Thoughts from the dental chair

Best things about living in Modern Times:

1) Air travel – hit its stride in the 1930s. But honestly, who would have thought that we could sit in a chair, sipping a cup of coffee and be in a different part of the world in a few hours. Hear Louie C. K.'s thoughts as he speaks to Conan O'Brien about appreciating how good we have it today).

2) iPods – Launched ON THIS DAY (!) in 2001. You mean I can hear whatever song I want wherever and whenever? Wait, I get free Podcasts too?

3) Novocaine – discovered by Alfred Einhord, German chemist, 1905

It was this last invention I was particularly grateful for yesterday as I sat in the dentist chair trying to look on the bright side of things. The root canal was quite hard core the jaw still aches. (I was even commended me for my patience -- a first coming from a dentist.)

How did people ever cope before?

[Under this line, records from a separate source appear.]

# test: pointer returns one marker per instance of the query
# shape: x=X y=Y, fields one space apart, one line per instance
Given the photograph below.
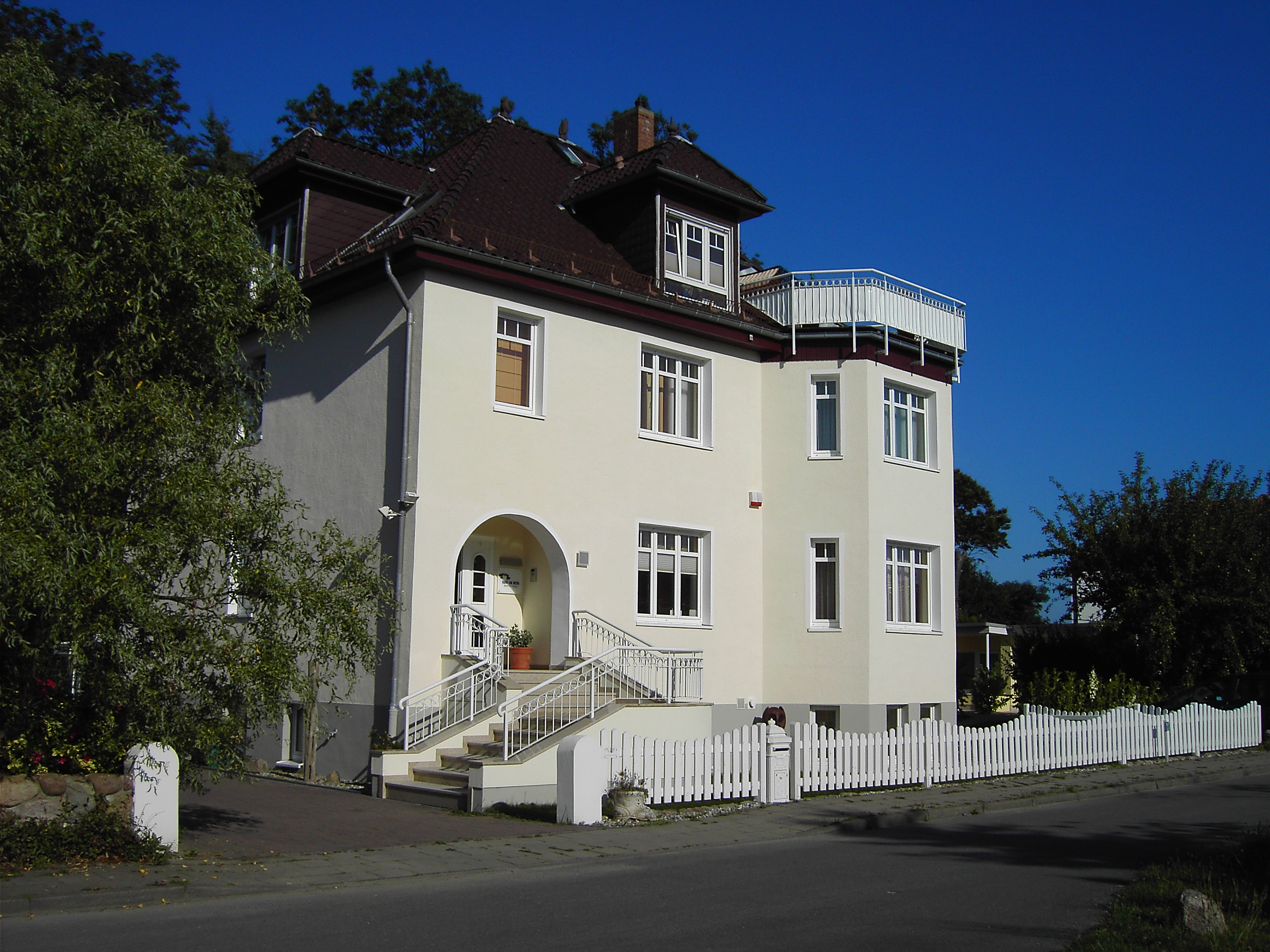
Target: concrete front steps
x=475 y=777
x=442 y=780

Dentistry used to be practiced by the people who cut your hair!

Who knows how they did it, but people have been getting by .... somehow. The first drills were allegedly "Bow Drills." Smaller versions of the bows popular with Boy Scouts trying to start a fire. Not a joke. After that people used all sorts of contraptions with wires, pliers, hooks, pins and other shudder-inducing implements. But for me it's the Novocaine that I'm a big fan of. In fact, I think the fear of old-style dental procedures would be the primary thing keeping me out of a time machine if I ever came across one.

I know I’m not the only one lately who has been seeing a lot of the dentist chair. As a few offerings:

How to Manage Dental Costs, With or Without Insurance: NY Times article about managing without dental coverage)

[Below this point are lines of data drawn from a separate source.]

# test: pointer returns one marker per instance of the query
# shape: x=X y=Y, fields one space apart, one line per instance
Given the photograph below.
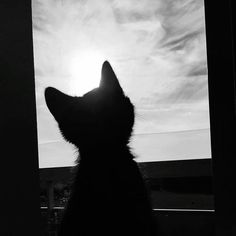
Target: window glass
x=158 y=51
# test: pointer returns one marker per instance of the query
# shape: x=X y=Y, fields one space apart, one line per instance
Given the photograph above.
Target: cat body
x=108 y=196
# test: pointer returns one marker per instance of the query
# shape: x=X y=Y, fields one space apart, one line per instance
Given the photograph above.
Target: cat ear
x=57 y=102
x=109 y=81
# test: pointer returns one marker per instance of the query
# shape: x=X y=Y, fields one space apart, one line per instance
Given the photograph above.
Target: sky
x=157 y=49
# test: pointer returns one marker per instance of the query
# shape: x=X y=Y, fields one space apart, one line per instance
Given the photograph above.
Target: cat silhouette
x=109 y=196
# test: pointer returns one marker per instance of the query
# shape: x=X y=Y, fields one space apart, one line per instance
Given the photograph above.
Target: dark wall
x=19 y=160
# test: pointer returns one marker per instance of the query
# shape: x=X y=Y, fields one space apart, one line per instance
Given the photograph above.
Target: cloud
x=157 y=49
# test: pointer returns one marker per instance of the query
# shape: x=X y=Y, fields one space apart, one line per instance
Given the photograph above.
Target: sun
x=85 y=72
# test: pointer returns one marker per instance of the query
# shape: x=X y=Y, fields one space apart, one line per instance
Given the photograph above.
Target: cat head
x=103 y=116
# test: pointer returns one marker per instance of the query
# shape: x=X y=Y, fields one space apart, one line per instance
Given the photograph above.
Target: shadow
x=100 y=124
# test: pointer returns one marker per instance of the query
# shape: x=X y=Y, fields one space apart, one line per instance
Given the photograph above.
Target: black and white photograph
x=118 y=117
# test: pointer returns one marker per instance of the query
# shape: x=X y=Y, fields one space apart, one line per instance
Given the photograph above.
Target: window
x=157 y=49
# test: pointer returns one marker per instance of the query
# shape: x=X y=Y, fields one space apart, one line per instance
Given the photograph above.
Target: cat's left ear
x=109 y=81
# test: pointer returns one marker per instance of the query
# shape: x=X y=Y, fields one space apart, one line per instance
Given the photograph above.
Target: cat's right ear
x=109 y=81
x=56 y=102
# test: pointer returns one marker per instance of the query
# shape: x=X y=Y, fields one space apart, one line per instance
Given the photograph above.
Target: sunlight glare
x=85 y=71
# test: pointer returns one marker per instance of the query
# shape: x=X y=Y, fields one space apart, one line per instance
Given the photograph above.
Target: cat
x=109 y=196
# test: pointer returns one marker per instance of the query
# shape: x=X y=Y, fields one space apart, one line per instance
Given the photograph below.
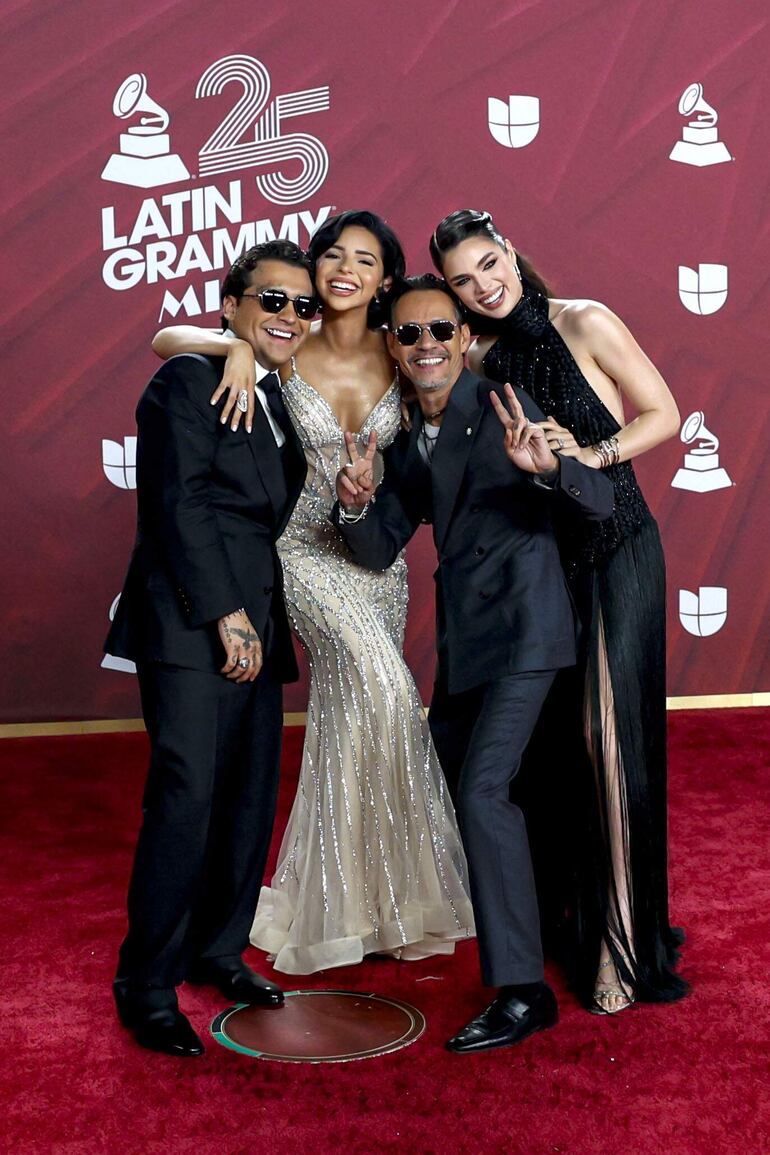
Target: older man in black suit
x=505 y=618
x=202 y=616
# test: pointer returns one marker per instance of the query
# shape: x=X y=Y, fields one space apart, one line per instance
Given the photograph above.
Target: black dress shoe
x=169 y=1031
x=156 y=1020
x=507 y=1021
x=237 y=982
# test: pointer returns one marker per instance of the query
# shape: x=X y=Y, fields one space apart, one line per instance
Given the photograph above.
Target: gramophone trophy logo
x=703 y=290
x=146 y=158
x=700 y=143
x=701 y=471
x=705 y=612
x=514 y=123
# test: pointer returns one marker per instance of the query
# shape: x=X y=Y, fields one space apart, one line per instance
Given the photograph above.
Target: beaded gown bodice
x=531 y=354
x=323 y=442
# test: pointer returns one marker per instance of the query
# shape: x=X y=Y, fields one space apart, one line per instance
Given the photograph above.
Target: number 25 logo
x=229 y=147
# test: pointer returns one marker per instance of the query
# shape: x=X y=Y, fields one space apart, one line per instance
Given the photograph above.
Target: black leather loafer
x=169 y=1031
x=508 y=1020
x=237 y=982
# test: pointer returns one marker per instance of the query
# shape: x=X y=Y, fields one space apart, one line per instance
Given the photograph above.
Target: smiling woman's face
x=483 y=276
x=350 y=272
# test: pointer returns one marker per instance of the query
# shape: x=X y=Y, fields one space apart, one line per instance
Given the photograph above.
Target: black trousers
x=480 y=737
x=208 y=812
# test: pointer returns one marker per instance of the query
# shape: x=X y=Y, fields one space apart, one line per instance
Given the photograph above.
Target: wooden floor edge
x=129 y=725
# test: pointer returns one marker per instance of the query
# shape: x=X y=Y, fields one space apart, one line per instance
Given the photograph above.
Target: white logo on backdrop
x=229 y=147
x=701 y=471
x=514 y=123
x=146 y=158
x=119 y=462
x=705 y=612
x=110 y=662
x=700 y=143
x=703 y=290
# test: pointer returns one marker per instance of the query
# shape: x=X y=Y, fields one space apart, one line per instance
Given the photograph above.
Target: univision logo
x=705 y=612
x=703 y=290
x=514 y=123
x=119 y=462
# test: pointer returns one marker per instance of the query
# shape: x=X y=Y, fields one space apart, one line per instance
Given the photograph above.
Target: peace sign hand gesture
x=524 y=442
x=356 y=479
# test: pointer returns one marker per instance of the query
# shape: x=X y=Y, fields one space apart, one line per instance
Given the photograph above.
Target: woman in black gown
x=577 y=360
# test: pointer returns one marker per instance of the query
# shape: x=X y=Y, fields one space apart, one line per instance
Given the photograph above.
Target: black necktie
x=270 y=387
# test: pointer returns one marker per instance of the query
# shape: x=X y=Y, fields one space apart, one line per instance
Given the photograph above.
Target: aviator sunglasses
x=410 y=333
x=275 y=300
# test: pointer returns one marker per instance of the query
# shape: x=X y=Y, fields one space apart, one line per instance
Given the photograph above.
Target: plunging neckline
x=529 y=321
x=298 y=375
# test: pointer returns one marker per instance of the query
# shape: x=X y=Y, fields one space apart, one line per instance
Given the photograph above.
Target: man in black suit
x=505 y=619
x=202 y=615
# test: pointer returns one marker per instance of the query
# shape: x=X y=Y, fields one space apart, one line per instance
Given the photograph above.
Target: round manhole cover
x=320 y=1027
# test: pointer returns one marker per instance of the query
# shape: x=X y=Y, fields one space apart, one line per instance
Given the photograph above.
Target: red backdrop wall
x=94 y=266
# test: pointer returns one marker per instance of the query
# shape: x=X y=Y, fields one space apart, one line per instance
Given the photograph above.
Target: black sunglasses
x=275 y=300
x=410 y=334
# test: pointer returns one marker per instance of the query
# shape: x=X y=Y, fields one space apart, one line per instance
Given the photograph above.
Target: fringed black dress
x=607 y=731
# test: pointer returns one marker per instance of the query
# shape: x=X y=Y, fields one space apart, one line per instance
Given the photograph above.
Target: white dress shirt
x=262 y=372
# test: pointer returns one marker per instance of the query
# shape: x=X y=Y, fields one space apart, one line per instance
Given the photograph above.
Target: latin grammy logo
x=701 y=471
x=703 y=290
x=700 y=143
x=146 y=158
x=705 y=612
x=516 y=123
x=119 y=462
x=110 y=662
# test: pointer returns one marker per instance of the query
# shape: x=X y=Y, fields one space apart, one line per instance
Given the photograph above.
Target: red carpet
x=686 y=1079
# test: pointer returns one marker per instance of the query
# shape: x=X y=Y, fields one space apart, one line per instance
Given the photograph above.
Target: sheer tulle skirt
x=371 y=859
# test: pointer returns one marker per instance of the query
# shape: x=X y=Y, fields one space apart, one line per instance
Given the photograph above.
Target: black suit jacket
x=211 y=504
x=502 y=604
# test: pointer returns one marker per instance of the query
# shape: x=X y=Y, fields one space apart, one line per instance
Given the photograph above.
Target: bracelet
x=607 y=452
x=353 y=520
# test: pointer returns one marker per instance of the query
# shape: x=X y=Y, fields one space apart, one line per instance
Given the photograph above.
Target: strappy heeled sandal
x=603 y=995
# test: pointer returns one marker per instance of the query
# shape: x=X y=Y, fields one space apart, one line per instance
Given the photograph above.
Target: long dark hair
x=465 y=223
x=394 y=261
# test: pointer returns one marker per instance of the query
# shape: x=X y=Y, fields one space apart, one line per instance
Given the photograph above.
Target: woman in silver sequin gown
x=371 y=861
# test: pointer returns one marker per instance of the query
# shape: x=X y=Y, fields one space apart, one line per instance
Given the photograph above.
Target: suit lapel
x=456 y=439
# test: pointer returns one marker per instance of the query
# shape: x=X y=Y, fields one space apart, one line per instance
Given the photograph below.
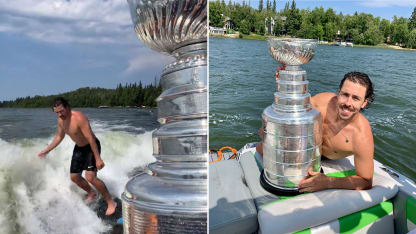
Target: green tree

A Pictorial History of Dentistry: takes you from the Bow Drill to Cosmetic Dentistry

Guidelines about taking care of your teeth and gums: also from the NY Times – we know this stuff, we just need to follow it

Thursday, October 15, 2009

Smells like ice

I am reconsidering my last posting. While my attempted ode to the glories of fall was done in sincerity, it has now turned really cold (unpleasantly so). Early in the morning the wind searches you out, finds a vulnerable spot and tunnels in. Tiny little icicles form in your blood stream and melt slowly over the rest of the day.

[Note: Thanks to FG for the photo, it captures the feeling beautifully.]

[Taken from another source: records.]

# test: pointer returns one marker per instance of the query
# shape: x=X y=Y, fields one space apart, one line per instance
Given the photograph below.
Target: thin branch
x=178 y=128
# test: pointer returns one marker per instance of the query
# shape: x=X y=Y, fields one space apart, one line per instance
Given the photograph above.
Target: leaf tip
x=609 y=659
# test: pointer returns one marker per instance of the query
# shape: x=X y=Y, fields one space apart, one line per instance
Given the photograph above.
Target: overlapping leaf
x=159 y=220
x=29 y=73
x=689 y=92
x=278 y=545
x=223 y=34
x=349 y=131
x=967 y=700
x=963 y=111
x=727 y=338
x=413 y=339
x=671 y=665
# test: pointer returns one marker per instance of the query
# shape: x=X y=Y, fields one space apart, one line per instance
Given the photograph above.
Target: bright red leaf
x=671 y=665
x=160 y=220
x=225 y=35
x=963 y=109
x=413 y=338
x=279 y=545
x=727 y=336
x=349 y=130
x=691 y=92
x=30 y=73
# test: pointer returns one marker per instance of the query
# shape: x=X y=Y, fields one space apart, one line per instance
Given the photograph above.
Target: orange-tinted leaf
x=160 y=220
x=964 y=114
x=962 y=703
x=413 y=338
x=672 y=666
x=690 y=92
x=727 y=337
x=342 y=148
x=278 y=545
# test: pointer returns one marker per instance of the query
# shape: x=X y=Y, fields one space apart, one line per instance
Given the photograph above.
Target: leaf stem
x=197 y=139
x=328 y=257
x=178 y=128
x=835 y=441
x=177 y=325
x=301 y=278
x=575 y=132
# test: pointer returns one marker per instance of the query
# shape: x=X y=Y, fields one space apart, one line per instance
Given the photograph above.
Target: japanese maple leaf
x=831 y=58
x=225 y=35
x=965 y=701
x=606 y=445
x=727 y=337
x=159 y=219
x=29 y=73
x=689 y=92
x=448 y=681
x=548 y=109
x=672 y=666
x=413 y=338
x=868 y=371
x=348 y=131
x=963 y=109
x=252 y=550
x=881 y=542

In adventures in baking: I did make the quinoa-apple-banana-chocolate bread last night. It turned out so-so. It is a little dense. I brought it in to the office, where it is enjoying some popularity. I think it might be worth another try someday.

Tuesday, October 13, 2009

Smells like Fall

Our thermometers and the angle of the sun in the sky have dropped lately. We are wrapping ourselves in scarves again and sunlight now has a golden sheen. Long distance runners are running the last of the year’s marathons. But what a great time of the year to jog! Any excuse to be out, gulping down gallons of purified autumn air, smelling like apples and wet grass.

I was thinking the other day about E. M. Forster. He might not agree with me. Of autumn smells he said that they are “odours of decay,” “pathetic” because they remind one of spring. However Forster was a depressive English man living in a depressing gray climate who wrote books about idealistic English girls traveling to sun-drenched places to be forever changed by an unexpected incident (okay, ‘sun-drenched’ in A Passage to India and ‘sun-kissed’ for his books in Italy. It seems that Tuscan weather is occasionally punctuated by powerful thunderstorms which stir passions and alter destinies.) However in Central Europe autumn has felt like a release, in the same way the harvest is the fulfillment of the growing season.

In addition to wear scarves and going for autumnal runs, I’m going to start baking -- so take that Forster. Project for the week:

Quinoa, banana and apple bread from La Tartine Gourmande ( Wish me well, and stop by for a bite if you’re in town.